ラスト・ジョーカー
それがアレンの仕事だったから仕方がなかったことも、アレンが本当はそんなことをしたくなかったことも、わかっているから。
だけど言うべき言葉が見つからずに、エルはただ「うん、食べる」とだけ答えて、アレンから箸を受け取ってサラダを食べ始めた。
盆を下げるのも仕事の内なのだろう、アレンは食事をとるエルとすこし距離をとって、じっと立っている。
しばらくはそのまま食べていたエルだが、沈黙のせいでどうにも食べづらくなって、「ねえ」とアレンに話しかけた。
「なに、エルちゃんさん?」
「すごく今さらだけど、アレンはどうしてそんな……ちゃん付けなのかさん付けなのかよくわからない呼び方をするの?」
尋ねたエルに、アレンはすこし考え込んで答えた。
「んーとね、結局裏切ることになるのがわかってたから、呼び捨てもちゃん付けも気安すぎるかなって。

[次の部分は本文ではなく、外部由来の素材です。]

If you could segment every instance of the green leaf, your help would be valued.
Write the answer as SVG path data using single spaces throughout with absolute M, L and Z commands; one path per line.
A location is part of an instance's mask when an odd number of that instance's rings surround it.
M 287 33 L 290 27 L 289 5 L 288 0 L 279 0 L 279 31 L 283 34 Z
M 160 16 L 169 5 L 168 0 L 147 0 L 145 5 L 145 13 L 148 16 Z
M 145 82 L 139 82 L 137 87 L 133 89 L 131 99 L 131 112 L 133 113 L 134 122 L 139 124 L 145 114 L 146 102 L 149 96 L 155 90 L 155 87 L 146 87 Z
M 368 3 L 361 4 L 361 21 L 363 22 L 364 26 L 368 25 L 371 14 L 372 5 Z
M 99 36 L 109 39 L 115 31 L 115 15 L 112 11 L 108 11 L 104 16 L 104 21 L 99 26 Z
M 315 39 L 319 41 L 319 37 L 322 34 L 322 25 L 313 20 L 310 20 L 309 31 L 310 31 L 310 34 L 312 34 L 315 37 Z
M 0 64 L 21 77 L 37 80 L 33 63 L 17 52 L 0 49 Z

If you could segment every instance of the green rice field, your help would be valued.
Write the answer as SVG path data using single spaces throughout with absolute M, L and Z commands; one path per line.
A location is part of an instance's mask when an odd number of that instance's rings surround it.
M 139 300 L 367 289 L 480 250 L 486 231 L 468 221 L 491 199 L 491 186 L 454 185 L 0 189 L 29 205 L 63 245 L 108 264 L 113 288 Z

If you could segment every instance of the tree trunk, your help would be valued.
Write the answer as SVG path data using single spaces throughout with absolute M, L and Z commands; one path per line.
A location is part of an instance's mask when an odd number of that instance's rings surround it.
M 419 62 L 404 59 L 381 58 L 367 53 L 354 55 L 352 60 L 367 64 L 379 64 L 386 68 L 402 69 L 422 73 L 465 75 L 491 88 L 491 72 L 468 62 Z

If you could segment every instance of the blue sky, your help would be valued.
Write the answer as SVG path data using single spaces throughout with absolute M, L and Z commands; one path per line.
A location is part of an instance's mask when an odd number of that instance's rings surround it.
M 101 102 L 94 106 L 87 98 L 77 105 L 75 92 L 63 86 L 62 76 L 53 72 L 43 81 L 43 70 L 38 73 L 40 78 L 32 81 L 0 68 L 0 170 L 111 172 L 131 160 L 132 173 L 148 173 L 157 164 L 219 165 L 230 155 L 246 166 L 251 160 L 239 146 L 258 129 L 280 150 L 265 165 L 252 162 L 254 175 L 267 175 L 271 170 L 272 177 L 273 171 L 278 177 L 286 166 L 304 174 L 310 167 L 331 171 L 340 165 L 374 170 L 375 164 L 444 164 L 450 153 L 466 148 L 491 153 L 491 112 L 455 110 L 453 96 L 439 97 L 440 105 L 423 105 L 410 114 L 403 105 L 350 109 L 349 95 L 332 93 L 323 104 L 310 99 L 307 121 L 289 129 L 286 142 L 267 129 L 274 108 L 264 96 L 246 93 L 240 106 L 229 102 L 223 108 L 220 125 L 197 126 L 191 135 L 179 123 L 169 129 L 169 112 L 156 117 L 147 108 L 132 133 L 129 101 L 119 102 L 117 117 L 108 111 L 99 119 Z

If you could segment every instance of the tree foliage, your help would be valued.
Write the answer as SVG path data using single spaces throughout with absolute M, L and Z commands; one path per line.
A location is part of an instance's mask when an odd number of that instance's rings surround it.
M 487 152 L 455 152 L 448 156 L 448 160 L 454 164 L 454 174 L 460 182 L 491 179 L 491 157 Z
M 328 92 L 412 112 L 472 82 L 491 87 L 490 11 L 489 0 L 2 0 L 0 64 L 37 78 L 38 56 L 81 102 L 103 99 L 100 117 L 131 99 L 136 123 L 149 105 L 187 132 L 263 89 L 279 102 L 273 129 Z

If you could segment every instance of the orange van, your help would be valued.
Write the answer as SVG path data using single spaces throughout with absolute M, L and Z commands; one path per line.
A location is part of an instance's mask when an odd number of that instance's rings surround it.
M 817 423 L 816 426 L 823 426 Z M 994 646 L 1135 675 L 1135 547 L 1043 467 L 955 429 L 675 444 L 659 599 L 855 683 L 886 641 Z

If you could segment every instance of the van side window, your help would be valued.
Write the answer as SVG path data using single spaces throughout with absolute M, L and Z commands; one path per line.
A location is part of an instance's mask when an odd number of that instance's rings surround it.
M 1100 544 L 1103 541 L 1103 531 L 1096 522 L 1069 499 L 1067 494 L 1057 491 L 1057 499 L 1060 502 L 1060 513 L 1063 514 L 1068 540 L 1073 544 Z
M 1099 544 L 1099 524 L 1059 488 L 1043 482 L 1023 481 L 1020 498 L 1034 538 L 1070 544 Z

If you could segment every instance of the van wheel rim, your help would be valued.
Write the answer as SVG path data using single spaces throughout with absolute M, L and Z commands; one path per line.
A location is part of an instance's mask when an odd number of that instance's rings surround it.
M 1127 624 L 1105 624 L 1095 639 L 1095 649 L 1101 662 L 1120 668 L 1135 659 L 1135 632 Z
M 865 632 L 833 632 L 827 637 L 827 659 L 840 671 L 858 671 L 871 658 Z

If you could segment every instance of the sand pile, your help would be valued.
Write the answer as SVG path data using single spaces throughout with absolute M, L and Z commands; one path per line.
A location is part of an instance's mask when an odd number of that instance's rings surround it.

でも、こっちのが年上なのにさん付けもどうなのかなって……結局ちゃんさん両方つけるのがしっくり来て」
なんともアレンらしいふわふわした答えに、エルは思わず「なにそれ」と吹き出した。
ひとしきり笑って再び昼食を食べ始めようとしたエルだが、ふいにその手を止めた。
アレンが、泣きそうなような困ったような、不思議な表情をしていたのだ。